The TTB Label Verifier is designed with a fail-open architecture that prioritizes availability and rapid recovery over completeness. The system can operate in degraded mode with reduced capabilities rather than failing completely.
Traditional approach (fail-closed):
- Application won't start until all dependencies are available
- Long initialization times (15-20 minutes)
- Single point of failure (Ollama model download)
- Poor user experience during deployment
Our approach (fail-open):
- Application starts immediately with available backends
- Fast RTO: 2-3 minutes to operational
- Graceful degradation when Ollama unavailable
- Progressive enhancement as capabilities come online
When: Ollama model not yet downloaded or unavailable
Capabilities:
- ✅ Ollama OCR available (~10 seconds per image)
- ✅ All validation endpoints functional
- ✅ Batch processing works
- ❌ Higher accuracy AI analysis not available
Health Status:
{
"status": "degraded",
"backends": {
"ollama": {"available": false, "error": "Model 'llama3.2-vision' not found"}
},
"capabilities": {
"ocr_backends": [],
"degraded_mode": true
}
}When: All backends available
Capabilities:
- ✅ Ollama OCR (high accuracy)
- ✅ Users can choose backend per request
- ✅ All features operational
Health Status:
{
"status": "healthy",
"backends": {
"ollama": {"available": true, "error": null}
},
"capabilities": {
"ocr_backends": ["ollama"],
"degraded_mode": false
}
}- FastAPI web framework
- Health endpoint (
GET /health) - Returns system status - Verify endpoint (
POST /verify) - Single label verification - Batch endpoint (
POST /verify/batch) - Multi-label verification - Error handling - Returns 503 with Retry-After when Ollama requested but unavailable
- Ollama Backend - Lazy initialization, high accuracy (~10s), requires model download
- Brand name validation (fuzzy matching, 90% threshold)
- ABV validation (product-specific tolerances)
- Net contents validation (volume extraction)
- Government warning validation (exact format matching)
- Bottler information extraction
Timeline:
T+0:00 Instance launched
T+0:30 Docker installed
T+1:00 Ollama container started
T+2:00 Verifier app deployed (DEGRADED MODE) ✅ Traffic served
T+2:01 Background model download begins
T+10:00 Model download completes
T+10:30 Ollama backend available (FULL CAPABILITY) ✅
Key Features:
- Non-blocking deployment - App deploys immediately, doesn't wait for model
- Background download - 6.7 GB model downloads in parallel with traffic serving
- Self-healing - If model not in S3, downloads from Ollama and exports to S3
- Space-aware - Uses
/homeinstead of/tmpfor large file downloads
- Application Load Balancer - HTTPS termination, health checks
- EC2 t3.medium - Docker host (2 vCPU, 4 GB RAM, 50 GB disk)

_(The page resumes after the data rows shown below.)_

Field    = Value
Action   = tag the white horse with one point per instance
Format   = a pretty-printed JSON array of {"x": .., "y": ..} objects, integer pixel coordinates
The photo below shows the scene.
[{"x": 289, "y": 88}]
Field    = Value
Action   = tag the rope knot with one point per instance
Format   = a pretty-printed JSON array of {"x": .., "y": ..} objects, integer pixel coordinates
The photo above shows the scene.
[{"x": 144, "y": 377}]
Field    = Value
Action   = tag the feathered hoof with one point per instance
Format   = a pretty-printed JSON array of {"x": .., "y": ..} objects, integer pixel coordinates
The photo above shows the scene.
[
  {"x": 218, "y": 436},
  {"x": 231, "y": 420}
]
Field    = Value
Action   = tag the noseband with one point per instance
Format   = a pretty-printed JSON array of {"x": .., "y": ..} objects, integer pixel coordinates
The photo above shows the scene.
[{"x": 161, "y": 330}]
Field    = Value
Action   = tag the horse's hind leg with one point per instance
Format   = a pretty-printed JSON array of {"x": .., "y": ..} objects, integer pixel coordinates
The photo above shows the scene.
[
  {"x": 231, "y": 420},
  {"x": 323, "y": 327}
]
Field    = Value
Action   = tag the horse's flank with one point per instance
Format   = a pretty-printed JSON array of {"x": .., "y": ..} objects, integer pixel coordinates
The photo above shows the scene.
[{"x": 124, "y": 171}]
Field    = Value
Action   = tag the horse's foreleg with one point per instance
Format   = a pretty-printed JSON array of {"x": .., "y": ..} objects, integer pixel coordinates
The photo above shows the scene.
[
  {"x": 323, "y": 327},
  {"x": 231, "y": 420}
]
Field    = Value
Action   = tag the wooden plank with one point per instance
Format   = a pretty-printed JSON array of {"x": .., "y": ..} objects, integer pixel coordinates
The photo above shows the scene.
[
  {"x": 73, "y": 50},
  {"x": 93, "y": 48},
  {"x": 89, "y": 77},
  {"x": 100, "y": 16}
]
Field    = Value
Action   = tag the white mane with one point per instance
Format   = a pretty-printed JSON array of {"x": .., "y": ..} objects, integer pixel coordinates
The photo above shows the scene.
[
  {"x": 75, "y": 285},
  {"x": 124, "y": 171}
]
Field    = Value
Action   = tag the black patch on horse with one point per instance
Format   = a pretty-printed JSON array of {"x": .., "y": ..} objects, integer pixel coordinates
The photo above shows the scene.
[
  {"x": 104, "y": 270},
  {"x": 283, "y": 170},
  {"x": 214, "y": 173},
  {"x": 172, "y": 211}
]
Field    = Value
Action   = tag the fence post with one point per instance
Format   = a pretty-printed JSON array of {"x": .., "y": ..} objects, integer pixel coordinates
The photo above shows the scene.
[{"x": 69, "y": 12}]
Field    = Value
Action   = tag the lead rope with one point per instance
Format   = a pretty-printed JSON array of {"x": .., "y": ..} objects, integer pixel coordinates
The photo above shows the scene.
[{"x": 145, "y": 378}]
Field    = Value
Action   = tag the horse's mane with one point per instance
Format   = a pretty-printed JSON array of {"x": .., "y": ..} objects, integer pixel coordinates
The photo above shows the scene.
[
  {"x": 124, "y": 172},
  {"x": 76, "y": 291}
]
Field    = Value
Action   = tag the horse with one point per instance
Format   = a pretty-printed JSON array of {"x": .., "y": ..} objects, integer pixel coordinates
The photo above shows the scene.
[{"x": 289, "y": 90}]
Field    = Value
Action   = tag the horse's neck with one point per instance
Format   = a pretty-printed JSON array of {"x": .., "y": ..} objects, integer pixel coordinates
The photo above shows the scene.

- Docker Compose - Container orchestration
- S3 - Model artifact storage for fast recovery
- SSM - Remote access without SSH keys
- ACM - TLS certificate management
| Scenario | Old Design | New Design | Improvement |
|---|---|---|---|
| Cold start (no S3 model) | 15-20 min | 2-3 min (degraded) | 87% faster |
| Warm start (S3 model exists) | 8-10 min | 2-3 min (degraded) | 75% faster |
| Full capability | 15-20 min | 10-12 min (full) | 40% faster |
| Backend | Speed | Accuracy | Use Case |
|---|---|---|---|
| Ollama | ~10s | Excellent | High-accuracy requirements, edge cases |
Endpoint: GET /health
Purpose: Single source of truth for system status
Used by: ALB health checks, monitoring systems, operators
Response Fields:
status: Overall system health (healthy,degraded)backends: Per-backend availability and errorscapabilities: Available OCR backends and mode
- Application logs: Docker container stdout/stderr
- Model download logs:
/var/log/ollama-model-download.log - System logs: CloudWatch via SSM agent (optional)
Critical Metrics:
- Health endpoint status (should be 200, may show
degraded) - Response time percentiles (p50, p95, p99)
- Error rates by endpoint
- Backend availability (Ollama should always be 100%)
Alerts:
- Ollama unavailable >1 hour (warning - prolonged degradation)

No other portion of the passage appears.